Monday, January 5, 2009
Modeling online sentence parsing by particle filter
This is an interesting paper from NIPS2008: modeling the effects of memory on human online sentence processing with particle filters. When we read or listen to a sentence, we receive the words incrementally (i.e., one after another), and construct a mental comprehension of the sentence. Dynamic programming can be used to parse a sentence incrementally, but since it can always find the right parsing, it can't explain why people may fail to comprehend "garden-path sentences" in their first attempt. For example, when reading the sentence "the horse raced past the barn fell", we may fail at the last word because we are likely to take "raced" as the main verb before reading the last word "fell". Previous work used pruning to model such an effect: only a set of high-probability partial parsings are kept after receiving each word, so the correct parsing may be dropped halfway.
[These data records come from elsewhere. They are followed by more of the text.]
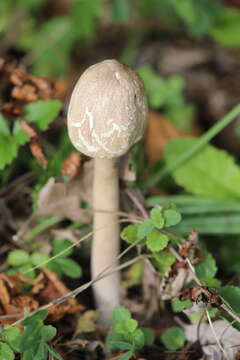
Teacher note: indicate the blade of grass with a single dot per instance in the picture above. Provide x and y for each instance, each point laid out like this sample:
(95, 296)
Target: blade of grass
(202, 141)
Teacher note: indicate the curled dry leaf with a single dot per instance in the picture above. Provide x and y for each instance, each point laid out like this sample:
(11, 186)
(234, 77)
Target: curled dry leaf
(35, 147)
(227, 335)
(22, 88)
(67, 199)
(72, 165)
(48, 288)
(12, 301)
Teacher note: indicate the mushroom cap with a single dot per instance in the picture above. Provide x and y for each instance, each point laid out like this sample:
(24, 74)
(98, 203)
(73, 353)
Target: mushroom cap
(108, 110)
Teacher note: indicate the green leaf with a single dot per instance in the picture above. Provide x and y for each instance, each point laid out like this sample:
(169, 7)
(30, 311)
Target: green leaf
(69, 267)
(210, 172)
(121, 10)
(53, 353)
(156, 241)
(145, 228)
(10, 335)
(157, 218)
(55, 39)
(61, 244)
(4, 128)
(171, 217)
(148, 336)
(122, 327)
(42, 112)
(173, 338)
(119, 345)
(18, 257)
(178, 305)
(84, 14)
(20, 137)
(38, 317)
(126, 356)
(206, 268)
(120, 313)
(48, 332)
(231, 295)
(55, 267)
(38, 258)
(6, 352)
(226, 28)
(138, 339)
(129, 233)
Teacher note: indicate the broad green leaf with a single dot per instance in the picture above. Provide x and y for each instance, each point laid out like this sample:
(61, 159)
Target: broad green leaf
(37, 258)
(38, 317)
(9, 335)
(120, 313)
(18, 257)
(206, 268)
(173, 338)
(6, 352)
(42, 112)
(226, 28)
(119, 345)
(129, 233)
(178, 305)
(61, 244)
(53, 353)
(156, 241)
(171, 217)
(69, 267)
(157, 218)
(145, 228)
(211, 172)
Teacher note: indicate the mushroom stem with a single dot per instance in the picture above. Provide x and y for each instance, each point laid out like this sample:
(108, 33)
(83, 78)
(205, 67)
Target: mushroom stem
(105, 247)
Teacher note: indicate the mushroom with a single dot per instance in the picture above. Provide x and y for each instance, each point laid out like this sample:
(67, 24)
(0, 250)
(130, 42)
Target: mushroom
(107, 115)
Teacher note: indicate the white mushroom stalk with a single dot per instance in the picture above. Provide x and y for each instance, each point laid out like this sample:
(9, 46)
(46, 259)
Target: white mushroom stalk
(107, 115)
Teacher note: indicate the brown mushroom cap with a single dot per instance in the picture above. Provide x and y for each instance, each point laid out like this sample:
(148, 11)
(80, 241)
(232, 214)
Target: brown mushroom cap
(108, 110)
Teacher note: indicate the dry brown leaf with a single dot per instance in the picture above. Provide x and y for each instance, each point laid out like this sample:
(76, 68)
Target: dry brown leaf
(66, 199)
(35, 147)
(159, 131)
(11, 300)
(228, 337)
(72, 165)
(48, 288)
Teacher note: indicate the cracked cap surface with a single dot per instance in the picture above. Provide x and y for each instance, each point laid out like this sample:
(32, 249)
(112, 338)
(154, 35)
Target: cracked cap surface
(107, 111)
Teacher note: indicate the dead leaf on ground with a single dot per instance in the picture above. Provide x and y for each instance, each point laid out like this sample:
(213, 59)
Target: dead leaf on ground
(159, 131)
(87, 322)
(48, 288)
(72, 165)
(12, 300)
(228, 336)
(35, 147)
(67, 199)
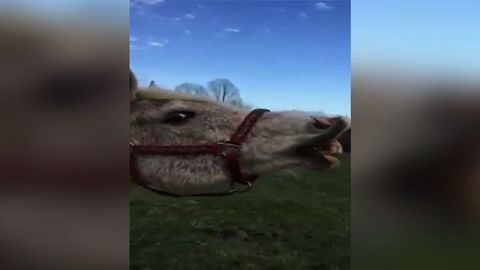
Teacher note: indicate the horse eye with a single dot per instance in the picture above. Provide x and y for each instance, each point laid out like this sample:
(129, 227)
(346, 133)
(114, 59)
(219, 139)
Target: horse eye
(178, 117)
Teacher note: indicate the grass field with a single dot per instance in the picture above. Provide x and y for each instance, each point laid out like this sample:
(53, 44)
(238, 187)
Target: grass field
(284, 222)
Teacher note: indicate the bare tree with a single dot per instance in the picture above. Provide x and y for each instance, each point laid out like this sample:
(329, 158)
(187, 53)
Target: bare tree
(224, 90)
(193, 89)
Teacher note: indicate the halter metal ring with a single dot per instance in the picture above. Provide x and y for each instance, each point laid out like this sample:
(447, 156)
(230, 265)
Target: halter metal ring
(227, 147)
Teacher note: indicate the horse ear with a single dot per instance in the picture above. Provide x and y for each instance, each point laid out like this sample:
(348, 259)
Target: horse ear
(133, 86)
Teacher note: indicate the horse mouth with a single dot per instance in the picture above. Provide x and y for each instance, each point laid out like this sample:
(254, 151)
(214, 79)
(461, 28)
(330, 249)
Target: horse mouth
(326, 154)
(324, 147)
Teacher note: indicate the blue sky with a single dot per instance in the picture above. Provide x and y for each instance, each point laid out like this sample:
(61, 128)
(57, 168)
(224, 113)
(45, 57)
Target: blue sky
(281, 54)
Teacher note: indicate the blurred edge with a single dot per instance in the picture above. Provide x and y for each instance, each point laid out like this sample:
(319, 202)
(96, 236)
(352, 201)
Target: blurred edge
(64, 110)
(416, 157)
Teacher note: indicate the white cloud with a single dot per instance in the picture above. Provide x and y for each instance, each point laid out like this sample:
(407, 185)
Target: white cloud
(323, 6)
(149, 2)
(156, 44)
(233, 30)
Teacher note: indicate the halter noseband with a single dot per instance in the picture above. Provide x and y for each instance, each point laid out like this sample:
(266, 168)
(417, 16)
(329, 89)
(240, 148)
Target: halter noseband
(228, 149)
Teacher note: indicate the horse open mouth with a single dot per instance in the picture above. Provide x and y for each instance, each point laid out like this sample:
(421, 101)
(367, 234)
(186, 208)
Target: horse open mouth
(324, 147)
(327, 153)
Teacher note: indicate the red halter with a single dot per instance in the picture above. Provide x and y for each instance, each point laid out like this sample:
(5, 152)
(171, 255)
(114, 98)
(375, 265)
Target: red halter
(229, 149)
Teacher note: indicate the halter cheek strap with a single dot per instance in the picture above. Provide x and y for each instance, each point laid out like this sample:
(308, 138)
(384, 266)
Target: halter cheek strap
(228, 149)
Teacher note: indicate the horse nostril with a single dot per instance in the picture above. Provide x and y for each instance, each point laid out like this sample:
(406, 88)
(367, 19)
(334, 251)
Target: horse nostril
(321, 123)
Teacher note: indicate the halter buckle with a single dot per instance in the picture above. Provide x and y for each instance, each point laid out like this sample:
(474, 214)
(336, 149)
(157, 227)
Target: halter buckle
(228, 147)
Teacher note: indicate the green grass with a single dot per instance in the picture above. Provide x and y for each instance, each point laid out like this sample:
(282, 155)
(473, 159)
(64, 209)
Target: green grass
(282, 223)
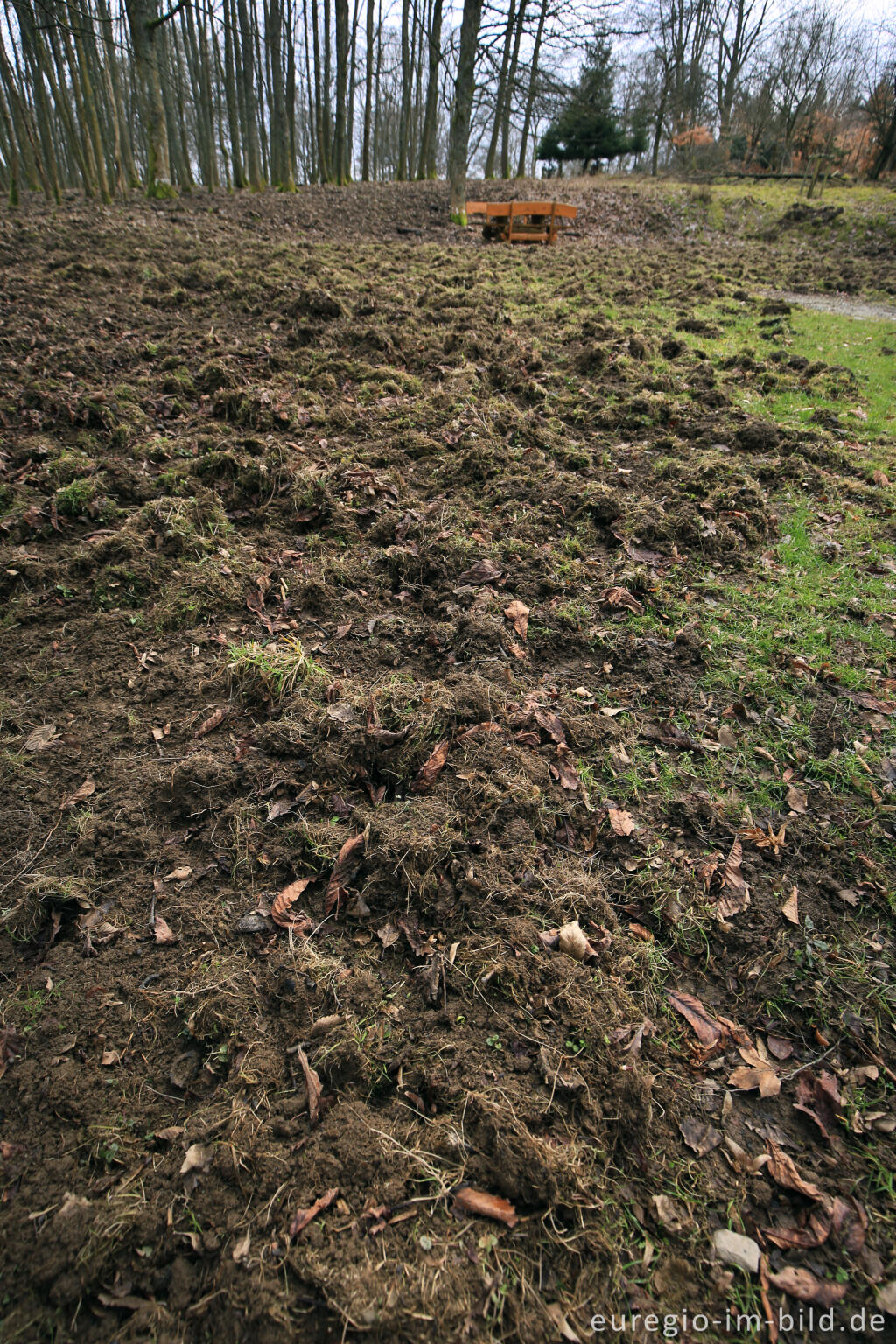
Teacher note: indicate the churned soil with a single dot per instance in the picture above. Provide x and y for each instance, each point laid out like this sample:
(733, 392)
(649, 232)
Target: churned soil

This paper adopts a different idea: in a resource-bounded way, estimating the posterior of partial parsings given the words that have been received. So particle filter becomes a natural choice, where each word is an observation and the partial parsings are the hidden states. Again, the right parsing may be dropped halfway because only a set of particles are maintained, which explains the garden-path effect. In addition, this method can explain the "digging-in effect", which says a longer garden-path sentence is harder to comprehend than a shorter one. For example, compare this sentence with the previous one: "the horse raced past the barn that is big and old fell". The explanation is, with more words in the sentence before the disambiguation point, the particles for the right parsing are more likely to be dropped due to resampling.